O artigo 42, da Lei n. 6.668/80, Estatuto dos Militares, disciplina que violação das obrigações ou dos deveres militares constituirá crime, contravenção ou transgressão disciplinar, conforme dispuser a legislação ou regulamentação específicas.

Portando, coube ao Decreto n° 4.346/02, Regulamento Disciplinar do Exército, regular todos os procedimentos para a apuração das transgressões disciplinares, no intuito de preservar a hierarquia e a disciplina, valores esses fundamentais para a estrutura e funcionamento da instituição militar.

Ocorre que antes da vigência do Decreto n° 4.346/02, estava em vigor o Decreto n° 90.608/84 (antigo Regulamento Disciplinar do Exército), decreto este em que os princípios constitucionais do contraditório e da ampla defesa não estavam presentes.

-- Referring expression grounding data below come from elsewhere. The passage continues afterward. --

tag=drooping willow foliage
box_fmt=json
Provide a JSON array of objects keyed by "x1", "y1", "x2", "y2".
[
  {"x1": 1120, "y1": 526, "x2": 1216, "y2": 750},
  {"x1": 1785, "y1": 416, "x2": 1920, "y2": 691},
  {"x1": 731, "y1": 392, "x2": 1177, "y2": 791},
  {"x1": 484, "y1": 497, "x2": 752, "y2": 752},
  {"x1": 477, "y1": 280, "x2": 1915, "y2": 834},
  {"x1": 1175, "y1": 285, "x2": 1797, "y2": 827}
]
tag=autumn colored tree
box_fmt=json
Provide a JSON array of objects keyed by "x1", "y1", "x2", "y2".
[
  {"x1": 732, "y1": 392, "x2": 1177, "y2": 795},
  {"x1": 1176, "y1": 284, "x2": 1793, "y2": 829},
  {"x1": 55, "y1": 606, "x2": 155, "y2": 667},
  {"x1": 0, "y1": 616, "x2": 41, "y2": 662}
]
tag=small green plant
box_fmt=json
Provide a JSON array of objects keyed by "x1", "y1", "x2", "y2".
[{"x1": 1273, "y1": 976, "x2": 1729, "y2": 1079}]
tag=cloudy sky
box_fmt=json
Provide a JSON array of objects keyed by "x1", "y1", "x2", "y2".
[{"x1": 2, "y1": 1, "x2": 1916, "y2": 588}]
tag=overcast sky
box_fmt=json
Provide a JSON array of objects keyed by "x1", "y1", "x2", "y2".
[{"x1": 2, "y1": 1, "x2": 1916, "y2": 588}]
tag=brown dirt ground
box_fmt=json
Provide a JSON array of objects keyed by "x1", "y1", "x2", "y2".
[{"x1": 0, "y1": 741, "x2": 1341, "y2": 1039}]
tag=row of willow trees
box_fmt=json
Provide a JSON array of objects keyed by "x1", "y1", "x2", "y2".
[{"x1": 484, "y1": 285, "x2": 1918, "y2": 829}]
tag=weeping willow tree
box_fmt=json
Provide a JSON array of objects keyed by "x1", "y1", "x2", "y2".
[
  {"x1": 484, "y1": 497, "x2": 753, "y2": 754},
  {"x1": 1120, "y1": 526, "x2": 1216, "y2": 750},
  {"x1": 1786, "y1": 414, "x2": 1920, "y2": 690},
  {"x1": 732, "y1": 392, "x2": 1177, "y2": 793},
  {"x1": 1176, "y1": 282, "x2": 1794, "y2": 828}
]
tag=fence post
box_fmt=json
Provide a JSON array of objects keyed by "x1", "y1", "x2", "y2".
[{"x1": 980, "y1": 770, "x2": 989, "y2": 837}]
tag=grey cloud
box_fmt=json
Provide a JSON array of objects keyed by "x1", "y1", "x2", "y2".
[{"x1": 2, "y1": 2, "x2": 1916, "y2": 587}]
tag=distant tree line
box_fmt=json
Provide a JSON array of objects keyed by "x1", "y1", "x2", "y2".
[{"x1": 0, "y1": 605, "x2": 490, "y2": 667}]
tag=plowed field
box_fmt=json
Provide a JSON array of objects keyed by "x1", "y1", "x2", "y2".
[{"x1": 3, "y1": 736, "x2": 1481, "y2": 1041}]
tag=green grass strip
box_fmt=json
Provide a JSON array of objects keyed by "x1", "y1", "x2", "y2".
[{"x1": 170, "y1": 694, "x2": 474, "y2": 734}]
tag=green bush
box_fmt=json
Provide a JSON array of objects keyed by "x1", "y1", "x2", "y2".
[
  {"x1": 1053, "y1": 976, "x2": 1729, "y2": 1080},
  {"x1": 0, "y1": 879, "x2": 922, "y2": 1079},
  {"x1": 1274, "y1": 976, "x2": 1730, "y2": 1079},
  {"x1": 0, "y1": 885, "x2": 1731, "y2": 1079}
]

Logo, constata-se, de forma clara, que somente com o advento do Decreto n° 4.346/02, a administração castrense se adequou aos princípios constitucionais  do devido processo legal, do contraditório e da ampla defesa.

A garantia deste direito se materializou através da introdução do Formulário de Apuração das Transgressões Disciplinares no corpo normativo do Decreto n° 4.346/02, dando assim, maior segurança jurídica durante os processos administrativos que apuram as transgressões disciplinares tipicamente militares.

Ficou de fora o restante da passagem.